Material Selection Criteria

There are at least six factors to consider when choosing a restorative material. Let's take a look at each factor briefly.

  1. aesthetic Risk

    Typically 1.0-3.0 mm of maxillary incisal tooth structure shows at rest in a youthful smile. From this position, if the patient has a high aesthetic demand and shows a great deal of tooth structure (more than 7 mm of lip hypermobility when smiling), choose a material that is as cosmetic as possible.1 If the patient is not as driven by aesthetics and the teeth are not too visible, it is more sensible to choose a more durable material - even though there may be a slight aesthetic compromise.

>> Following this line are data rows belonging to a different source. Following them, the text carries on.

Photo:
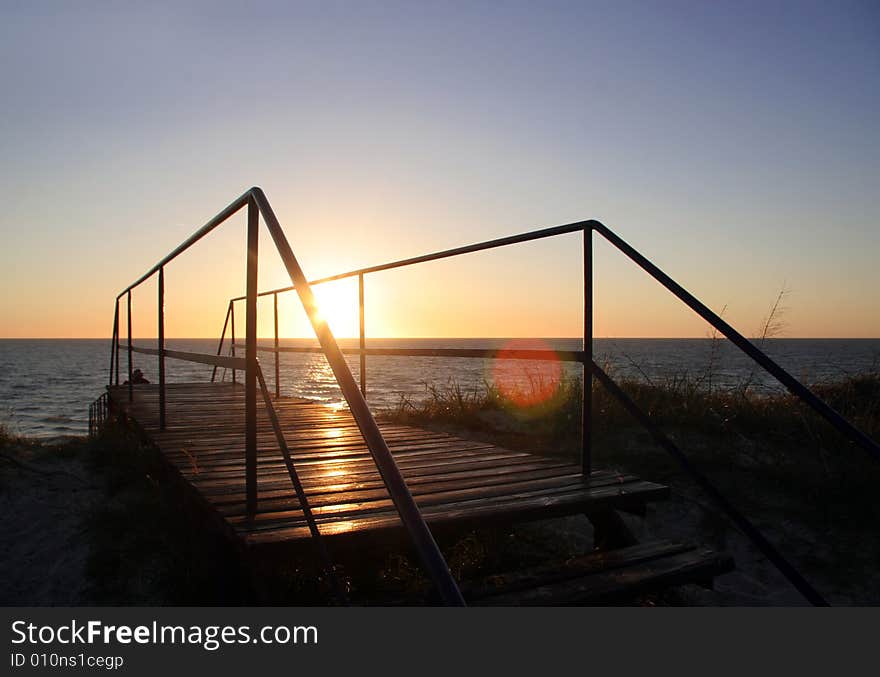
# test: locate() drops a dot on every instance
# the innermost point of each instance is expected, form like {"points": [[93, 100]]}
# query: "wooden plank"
{"points": [[454, 481], [622, 582]]}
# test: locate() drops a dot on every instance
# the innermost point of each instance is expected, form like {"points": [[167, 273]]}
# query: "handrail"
{"points": [[318, 539], [433, 560], [258, 204], [749, 529], [794, 386], [591, 368]]}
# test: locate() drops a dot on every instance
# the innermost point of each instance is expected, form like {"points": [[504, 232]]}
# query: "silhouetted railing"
{"points": [[586, 357], [355, 395], [256, 203]]}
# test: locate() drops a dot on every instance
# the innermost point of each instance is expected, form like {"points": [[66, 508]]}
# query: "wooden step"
{"points": [[601, 577]]}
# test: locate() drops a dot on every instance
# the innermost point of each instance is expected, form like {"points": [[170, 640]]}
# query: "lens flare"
{"points": [[527, 383]]}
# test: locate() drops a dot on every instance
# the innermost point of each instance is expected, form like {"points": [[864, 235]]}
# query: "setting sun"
{"points": [[338, 306]]}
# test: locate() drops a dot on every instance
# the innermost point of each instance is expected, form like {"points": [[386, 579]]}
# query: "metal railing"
{"points": [[99, 413], [591, 369], [258, 205], [355, 394]]}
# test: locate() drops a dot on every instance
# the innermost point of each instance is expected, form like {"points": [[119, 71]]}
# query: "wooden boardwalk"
{"points": [[456, 482]]}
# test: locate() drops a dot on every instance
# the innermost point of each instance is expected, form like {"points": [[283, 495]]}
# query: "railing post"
{"points": [[162, 348], [130, 384], [587, 412], [250, 373], [114, 353], [232, 333], [277, 366], [116, 340], [222, 338], [363, 335]]}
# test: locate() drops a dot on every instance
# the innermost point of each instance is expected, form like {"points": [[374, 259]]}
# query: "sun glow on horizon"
{"points": [[337, 306]]}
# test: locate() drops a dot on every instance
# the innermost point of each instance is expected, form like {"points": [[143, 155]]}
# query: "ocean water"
{"points": [[46, 385]]}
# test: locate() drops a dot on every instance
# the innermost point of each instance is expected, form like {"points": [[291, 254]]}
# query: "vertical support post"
{"points": [[250, 372], [130, 385], [114, 354], [232, 334], [222, 338], [161, 347], [116, 340], [363, 336], [277, 355], [587, 413]]}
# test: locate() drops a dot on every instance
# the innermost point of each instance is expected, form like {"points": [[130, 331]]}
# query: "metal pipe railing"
{"points": [[410, 515], [355, 396]]}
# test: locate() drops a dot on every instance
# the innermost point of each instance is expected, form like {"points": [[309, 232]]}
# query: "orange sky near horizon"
{"points": [[528, 290]]}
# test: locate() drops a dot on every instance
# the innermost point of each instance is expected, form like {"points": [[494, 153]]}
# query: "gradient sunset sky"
{"points": [[735, 144]]}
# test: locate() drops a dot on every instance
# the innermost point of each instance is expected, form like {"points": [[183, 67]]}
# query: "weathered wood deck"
{"points": [[454, 481]]}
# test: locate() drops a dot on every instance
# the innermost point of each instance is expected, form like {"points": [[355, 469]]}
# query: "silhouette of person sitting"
{"points": [[137, 376]]}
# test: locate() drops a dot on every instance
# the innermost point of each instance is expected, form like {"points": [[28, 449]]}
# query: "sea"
{"points": [[46, 385]]}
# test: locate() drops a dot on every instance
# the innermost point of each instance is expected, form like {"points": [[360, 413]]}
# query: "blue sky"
{"points": [[734, 143]]}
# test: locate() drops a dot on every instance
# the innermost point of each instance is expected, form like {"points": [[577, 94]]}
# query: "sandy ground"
{"points": [[44, 500]]}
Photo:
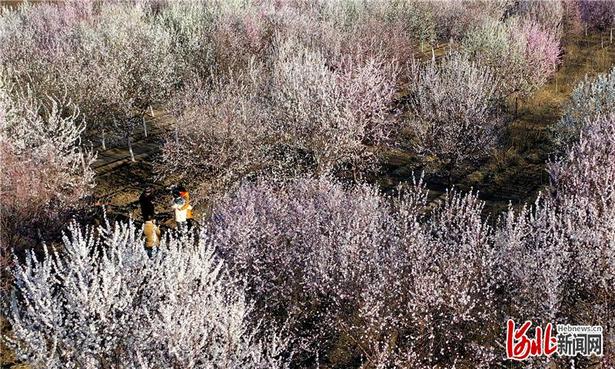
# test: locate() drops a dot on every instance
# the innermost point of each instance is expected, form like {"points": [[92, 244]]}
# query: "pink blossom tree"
{"points": [[523, 54]]}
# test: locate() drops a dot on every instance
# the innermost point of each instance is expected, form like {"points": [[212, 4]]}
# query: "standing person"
{"points": [[146, 201], [182, 207], [152, 237]]}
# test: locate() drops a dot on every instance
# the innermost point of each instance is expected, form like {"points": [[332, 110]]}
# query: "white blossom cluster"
{"points": [[101, 302]]}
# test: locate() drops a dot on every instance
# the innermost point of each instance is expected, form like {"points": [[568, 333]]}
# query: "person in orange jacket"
{"points": [[152, 237]]}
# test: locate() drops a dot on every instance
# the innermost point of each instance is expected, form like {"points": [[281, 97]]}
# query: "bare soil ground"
{"points": [[514, 174]]}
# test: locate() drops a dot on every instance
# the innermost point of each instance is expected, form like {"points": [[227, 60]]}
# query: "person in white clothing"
{"points": [[182, 210]]}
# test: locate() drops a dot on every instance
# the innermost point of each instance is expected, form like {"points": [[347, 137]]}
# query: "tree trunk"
{"points": [[132, 154], [144, 125]]}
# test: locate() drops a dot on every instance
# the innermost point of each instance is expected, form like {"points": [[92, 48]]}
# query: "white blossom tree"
{"points": [[45, 169], [591, 98], [455, 113], [102, 302]]}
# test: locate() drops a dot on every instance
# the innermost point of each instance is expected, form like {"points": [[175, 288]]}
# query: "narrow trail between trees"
{"points": [[514, 174]]}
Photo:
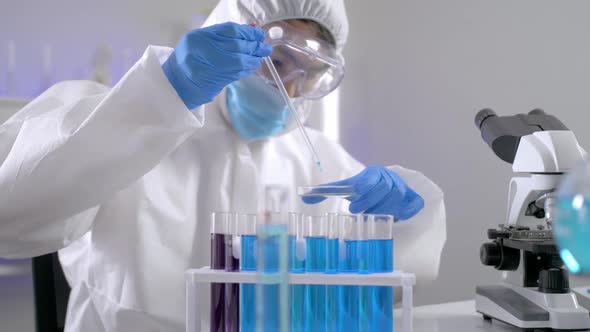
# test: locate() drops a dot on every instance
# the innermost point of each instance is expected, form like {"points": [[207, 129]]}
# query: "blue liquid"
{"points": [[248, 291], [269, 315], [296, 292], [348, 307], [381, 304], [362, 252], [572, 231], [315, 295], [333, 291]]}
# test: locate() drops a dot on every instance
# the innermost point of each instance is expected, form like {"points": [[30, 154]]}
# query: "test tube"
{"points": [[350, 236], [232, 264], [315, 262], [272, 291], [297, 252], [247, 224], [380, 261], [219, 229], [363, 256], [332, 260]]}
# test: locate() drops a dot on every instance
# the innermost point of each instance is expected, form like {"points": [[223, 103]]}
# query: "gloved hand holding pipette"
{"points": [[375, 190]]}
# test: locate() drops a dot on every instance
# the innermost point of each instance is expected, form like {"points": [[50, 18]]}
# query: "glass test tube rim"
{"points": [[221, 221], [315, 226]]}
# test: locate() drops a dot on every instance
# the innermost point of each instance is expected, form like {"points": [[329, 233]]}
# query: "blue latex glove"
{"points": [[206, 60], [377, 190]]}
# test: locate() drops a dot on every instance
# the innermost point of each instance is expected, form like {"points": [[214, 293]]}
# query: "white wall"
{"points": [[419, 70], [74, 29]]}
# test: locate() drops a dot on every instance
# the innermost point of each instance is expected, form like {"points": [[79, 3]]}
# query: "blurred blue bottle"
{"points": [[315, 262], [297, 252], [272, 260], [572, 220], [348, 252], [247, 224], [332, 261], [380, 257]]}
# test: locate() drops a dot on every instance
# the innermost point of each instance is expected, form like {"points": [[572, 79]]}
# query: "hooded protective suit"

    Another consideration is whether the underlying colour of the anterior teeth needs to be blocked or if the colour is to be visible through the restoration. A material should be used with enough translucency to allow the natural colour to shine through or enough opacity to block out unaesthetic underlying chroma.

  2. Occlusal Risk

    When working up the patient's case, make sure to note any evidence of intra-articulator TMJ signs or symptoms, occlusal-muscle disorders, masticatory muscle soreness or fatigue (tension headaches), tooth wear, tooth mobility without periodontal breakdown, or tooth migration. These issues should be considered indicative of a high occlusal risk patient.2 aesthetic restorations may still be an option, but extra attention to detail is essential to develop an occlusal scheme that ensures a harmonious stomatognathic system - minimizing stress on the restoration.

  3. Quantity of Remaining Enamel

    One of the best reasons to preserve tooth structure during an adhesive procedure is to conserve a maximal amount of remaining enamel, since the crystalline structure of enamel is far less variable than dentin. Recent reviews of porcelain veneers during the past ten years suggest that, of the restorations that failed (4%), six of seven were only partially bonded to dentin.3 While the success rate shows the wonderful results of porcelain veneers, it also indicates a need to preserve as much enamel as possible.

  4. Quantity and Quality of Remaining Dentin

    Recent studies also look at how bonding to sclerotic and carious dentin can affect bond strength.4,5 While predictable bonding success is hard enough to obtain inside the mouth, it seems that bond strengths may also vary depending on the kind of dentin that exists. A good rule of thumb is to consider a traditional cemented restoration if areas of discolored dentin are present that lack sensitivity to cold water, air blast or to preparation without anesthesia. This evidence may indicate that the wet collagen network within the dentin has been significantly altered, affecting the necessary optimum bond strengths.

  5. Ability to Maintain 100% Isolation

    If 100% isolation cannot be obtained during an adhesive procedure, failure is imminent.6 Deep subgingival restorations, patients with limited openings (TMJ), or any area that is impossible to isolate are pure examples of clinical situations where traditionally cemented restorations may be indicated.

  6. Desire for Maximum Tooth Conservation

    Generally, it is recommended to only remove the amount of tooth structure necessary to maximize aesthetics, obtain the necessary retention and resistance form, and preserve remaining tooth structure.

References

  1. Spear F: The maxillary central incisor edge: a key to aesthetic and functional treatment planning. Compend Cant Educ Dent 20 (6): S 12-S 16, 1999.9. Garber DA: Porcelain laminate veneers: ten years later. Part I: Tooth preparation. J Esthet Dent 5(2):56-S9, 1993.

  2. Dawson P: Evaluation, Diagnosis, and Treatment of Occlusal Problems. C.V. Mosby, 1989.

  3. Dumfahrt H, Schaffer H: Porcelain laminate veneers, a retrospective evaluation after 1 to 10 years of service: Part II: Clinical results. Int J Prothodont 13(I):9-I 8, 2000.

  4. Yoshiyama M, Urayama A, Kimoch T, et al: Comparison of conventional vs self-etching adhesive bonds to caries-affected dentin. Oper Dent 25 (3): 163-169, 2000.

  5. Nakajima M, Ogata M, Okuda M, et al: Bonding to caries-affected dentin using self-etching primers. Am J Dent 12(6):309-3 14, 1999.

  6. Nakabayashi N, Pashley D: Hybridization of Dental Hard Tissues. Quintessence Publishing Co., 1998.